IO_uring Is Maturing Well On Linux For Faster & More Flexible I/O - Benchmarks On Linux 5.6
Since its introduction in Linux 5.1, IO_uring has been coming together quite nicely and getting better with each new kernel release. IO_uring is the effort for delivering faster and more efficient I/O by avoiding excess copies and other efficiency improvements over the existing Linux AIO code. Here are some comparison benchmarks off Linux 5.6 Git.
IO_uring has been maturing well with each new kernel release for new features, fixes, and further optimizations. Linux 5.6 seems to be in very good shape for IO_uring and we should see more adoption of this new Linux kernel interface this year. Particularly once Ubuntu 20.04 LTS ships with being a major long-term support release on a now-supported kernel that will hopefully spur the adoption. But there's been work by RocksDB and other projects in exploring IO_uring for faster I/O potential.

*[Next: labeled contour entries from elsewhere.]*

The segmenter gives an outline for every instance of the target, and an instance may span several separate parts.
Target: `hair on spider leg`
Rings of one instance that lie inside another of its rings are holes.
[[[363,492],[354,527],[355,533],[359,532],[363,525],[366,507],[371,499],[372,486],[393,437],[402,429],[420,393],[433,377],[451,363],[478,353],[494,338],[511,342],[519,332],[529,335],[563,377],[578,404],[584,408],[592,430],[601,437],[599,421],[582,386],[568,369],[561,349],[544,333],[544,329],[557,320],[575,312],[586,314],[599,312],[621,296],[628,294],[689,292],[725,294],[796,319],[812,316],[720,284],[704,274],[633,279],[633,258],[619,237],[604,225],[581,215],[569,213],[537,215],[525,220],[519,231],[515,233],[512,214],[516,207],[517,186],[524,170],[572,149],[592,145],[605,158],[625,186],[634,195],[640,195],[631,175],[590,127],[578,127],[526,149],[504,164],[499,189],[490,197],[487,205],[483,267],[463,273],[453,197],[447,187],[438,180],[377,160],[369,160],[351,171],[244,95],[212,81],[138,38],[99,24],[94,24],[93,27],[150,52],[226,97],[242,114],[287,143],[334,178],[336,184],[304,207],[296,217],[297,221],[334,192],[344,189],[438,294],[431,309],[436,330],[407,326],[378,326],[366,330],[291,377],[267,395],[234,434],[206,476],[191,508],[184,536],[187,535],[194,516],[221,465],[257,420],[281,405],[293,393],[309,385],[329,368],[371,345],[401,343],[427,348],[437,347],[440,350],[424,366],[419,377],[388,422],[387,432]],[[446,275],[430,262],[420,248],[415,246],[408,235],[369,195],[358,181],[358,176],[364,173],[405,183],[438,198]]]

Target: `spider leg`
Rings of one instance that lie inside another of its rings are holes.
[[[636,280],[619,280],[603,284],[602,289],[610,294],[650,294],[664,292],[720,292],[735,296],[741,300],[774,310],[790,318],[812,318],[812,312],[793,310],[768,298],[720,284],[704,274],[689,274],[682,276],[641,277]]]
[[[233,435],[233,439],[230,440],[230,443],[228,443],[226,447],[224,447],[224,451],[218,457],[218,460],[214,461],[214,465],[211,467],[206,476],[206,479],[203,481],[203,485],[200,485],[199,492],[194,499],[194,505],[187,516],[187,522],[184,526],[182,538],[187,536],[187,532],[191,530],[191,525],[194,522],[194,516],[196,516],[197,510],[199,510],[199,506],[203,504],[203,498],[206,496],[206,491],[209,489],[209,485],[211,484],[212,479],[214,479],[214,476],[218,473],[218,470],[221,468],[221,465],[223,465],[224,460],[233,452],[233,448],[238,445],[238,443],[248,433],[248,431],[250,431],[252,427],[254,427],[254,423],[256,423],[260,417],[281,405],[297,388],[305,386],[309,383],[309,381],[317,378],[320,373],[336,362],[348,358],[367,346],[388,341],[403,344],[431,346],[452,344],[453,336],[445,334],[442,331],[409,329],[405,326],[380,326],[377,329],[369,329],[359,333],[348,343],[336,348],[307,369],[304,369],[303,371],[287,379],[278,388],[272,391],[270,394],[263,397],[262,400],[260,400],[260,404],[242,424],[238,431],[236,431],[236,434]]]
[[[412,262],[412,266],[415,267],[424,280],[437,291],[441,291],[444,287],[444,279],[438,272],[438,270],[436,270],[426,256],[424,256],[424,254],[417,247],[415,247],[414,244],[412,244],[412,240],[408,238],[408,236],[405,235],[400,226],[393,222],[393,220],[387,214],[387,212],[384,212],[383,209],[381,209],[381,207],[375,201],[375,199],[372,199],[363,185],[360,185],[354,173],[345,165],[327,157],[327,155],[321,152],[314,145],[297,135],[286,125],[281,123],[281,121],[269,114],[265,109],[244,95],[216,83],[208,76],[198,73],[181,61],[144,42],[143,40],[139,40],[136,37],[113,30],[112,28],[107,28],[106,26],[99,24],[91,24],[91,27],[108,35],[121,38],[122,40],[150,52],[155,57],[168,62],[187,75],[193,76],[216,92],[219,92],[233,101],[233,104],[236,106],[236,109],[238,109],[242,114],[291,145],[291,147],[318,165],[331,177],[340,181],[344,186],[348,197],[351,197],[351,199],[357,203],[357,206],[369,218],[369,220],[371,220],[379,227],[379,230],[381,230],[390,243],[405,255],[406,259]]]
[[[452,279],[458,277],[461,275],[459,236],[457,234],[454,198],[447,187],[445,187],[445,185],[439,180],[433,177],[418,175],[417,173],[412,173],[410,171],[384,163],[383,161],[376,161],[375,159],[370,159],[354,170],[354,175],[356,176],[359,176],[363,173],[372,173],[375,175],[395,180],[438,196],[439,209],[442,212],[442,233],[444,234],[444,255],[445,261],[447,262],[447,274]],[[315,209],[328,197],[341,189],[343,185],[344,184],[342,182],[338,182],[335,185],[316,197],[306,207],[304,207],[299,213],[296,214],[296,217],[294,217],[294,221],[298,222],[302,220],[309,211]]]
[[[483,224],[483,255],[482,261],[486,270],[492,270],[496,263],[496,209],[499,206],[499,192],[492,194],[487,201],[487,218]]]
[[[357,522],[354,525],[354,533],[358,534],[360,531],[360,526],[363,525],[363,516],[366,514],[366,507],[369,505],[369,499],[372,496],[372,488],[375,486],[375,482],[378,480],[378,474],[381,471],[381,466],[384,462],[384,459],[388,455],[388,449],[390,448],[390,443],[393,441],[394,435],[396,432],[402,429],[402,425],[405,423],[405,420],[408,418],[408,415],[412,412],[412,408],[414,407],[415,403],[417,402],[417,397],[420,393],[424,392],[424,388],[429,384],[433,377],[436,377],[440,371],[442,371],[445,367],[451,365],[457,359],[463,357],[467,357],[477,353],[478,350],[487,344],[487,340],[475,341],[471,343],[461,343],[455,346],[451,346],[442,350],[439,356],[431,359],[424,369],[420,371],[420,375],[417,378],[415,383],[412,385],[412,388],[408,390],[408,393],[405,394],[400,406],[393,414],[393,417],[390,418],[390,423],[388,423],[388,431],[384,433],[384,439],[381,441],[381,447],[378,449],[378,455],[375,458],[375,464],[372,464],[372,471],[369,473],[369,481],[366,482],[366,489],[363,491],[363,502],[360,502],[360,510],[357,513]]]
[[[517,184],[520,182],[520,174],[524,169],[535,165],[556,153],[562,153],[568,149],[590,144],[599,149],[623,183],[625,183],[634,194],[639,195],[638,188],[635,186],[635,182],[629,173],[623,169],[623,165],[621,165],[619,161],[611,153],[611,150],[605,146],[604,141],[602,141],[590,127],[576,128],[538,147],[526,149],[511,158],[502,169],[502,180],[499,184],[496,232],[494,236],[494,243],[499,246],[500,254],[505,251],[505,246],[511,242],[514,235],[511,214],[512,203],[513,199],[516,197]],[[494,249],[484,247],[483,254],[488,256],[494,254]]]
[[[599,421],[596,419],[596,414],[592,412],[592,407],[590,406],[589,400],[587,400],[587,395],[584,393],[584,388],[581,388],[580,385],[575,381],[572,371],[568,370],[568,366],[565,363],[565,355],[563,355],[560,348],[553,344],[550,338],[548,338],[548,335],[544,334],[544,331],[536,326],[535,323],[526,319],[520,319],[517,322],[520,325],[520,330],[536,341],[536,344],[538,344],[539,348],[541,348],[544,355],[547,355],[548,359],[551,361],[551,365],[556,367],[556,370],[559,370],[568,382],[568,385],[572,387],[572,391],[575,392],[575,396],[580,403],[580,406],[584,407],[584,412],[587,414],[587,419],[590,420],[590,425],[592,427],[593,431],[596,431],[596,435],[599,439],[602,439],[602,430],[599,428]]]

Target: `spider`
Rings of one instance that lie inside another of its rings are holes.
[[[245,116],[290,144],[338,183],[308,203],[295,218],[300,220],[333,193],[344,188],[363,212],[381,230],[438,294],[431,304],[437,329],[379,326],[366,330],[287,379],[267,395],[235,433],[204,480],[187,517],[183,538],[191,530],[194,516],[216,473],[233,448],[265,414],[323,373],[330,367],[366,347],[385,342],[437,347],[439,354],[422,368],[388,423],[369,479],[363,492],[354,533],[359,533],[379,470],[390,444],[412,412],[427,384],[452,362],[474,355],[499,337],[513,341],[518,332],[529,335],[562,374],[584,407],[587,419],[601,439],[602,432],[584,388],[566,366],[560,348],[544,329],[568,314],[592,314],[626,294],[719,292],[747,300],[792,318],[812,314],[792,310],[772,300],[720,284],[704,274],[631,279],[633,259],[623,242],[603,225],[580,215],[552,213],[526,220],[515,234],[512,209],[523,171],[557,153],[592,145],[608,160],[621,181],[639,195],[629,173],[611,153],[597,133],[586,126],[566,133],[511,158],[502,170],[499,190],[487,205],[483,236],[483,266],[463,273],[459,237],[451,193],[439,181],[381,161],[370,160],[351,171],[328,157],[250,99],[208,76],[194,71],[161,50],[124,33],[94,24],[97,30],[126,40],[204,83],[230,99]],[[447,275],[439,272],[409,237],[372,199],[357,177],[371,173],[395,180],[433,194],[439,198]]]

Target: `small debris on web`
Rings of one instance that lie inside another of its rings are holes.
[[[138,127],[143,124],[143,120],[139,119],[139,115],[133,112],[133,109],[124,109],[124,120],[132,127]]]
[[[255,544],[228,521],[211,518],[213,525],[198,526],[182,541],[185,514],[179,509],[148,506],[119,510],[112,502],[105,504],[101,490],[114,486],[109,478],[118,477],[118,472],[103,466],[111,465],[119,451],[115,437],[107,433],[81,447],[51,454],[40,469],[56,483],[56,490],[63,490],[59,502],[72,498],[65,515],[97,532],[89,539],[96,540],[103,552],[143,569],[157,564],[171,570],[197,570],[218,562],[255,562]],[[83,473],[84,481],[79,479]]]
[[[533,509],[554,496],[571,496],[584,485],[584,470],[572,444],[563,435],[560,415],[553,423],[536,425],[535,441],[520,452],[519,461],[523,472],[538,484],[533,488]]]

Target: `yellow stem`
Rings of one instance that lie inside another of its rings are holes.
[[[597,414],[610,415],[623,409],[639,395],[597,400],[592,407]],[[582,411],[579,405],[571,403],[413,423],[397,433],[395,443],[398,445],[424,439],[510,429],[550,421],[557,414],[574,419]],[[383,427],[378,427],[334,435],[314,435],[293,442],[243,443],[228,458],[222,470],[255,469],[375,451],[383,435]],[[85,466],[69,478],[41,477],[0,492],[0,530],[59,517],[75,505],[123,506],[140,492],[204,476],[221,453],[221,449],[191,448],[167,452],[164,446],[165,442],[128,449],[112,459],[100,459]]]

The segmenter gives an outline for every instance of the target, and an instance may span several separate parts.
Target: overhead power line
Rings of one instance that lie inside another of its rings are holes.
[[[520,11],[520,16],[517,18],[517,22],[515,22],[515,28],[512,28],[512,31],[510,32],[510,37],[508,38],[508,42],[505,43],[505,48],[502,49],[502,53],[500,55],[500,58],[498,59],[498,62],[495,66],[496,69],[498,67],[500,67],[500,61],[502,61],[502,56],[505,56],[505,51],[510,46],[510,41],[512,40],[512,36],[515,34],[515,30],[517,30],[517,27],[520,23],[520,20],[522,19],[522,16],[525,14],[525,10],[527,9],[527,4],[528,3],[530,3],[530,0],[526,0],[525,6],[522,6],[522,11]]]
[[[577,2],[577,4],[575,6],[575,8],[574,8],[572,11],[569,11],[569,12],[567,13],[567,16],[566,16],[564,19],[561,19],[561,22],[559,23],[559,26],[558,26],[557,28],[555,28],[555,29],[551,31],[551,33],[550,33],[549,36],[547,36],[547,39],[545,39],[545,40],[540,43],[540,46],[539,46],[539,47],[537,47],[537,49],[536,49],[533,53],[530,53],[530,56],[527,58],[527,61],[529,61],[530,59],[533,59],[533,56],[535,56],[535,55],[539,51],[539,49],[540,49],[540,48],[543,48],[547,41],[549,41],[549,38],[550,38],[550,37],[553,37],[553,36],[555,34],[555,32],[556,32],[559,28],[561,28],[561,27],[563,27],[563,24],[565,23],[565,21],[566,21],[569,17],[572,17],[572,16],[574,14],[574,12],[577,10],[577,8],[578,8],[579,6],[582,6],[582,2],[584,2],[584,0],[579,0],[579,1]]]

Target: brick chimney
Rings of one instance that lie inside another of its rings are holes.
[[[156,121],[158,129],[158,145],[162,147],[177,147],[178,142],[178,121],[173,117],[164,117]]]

Those behind on their IO_uring reading can see the likes of the whitepaper and for a more convenient overview the slide deck above.
Around the time of Linux 5.6 going stable I should hopefully have the time for a broader set of IO_uring benchmarks on a diverse set of hardware, but for now here are some numbers I am seeing on a NVMe SSD in comparing FIO with IO_uring versus the Linux AIO code-path.
Certainly looking forward to seeing more real-world programs make use of IO_uring as the year progresses.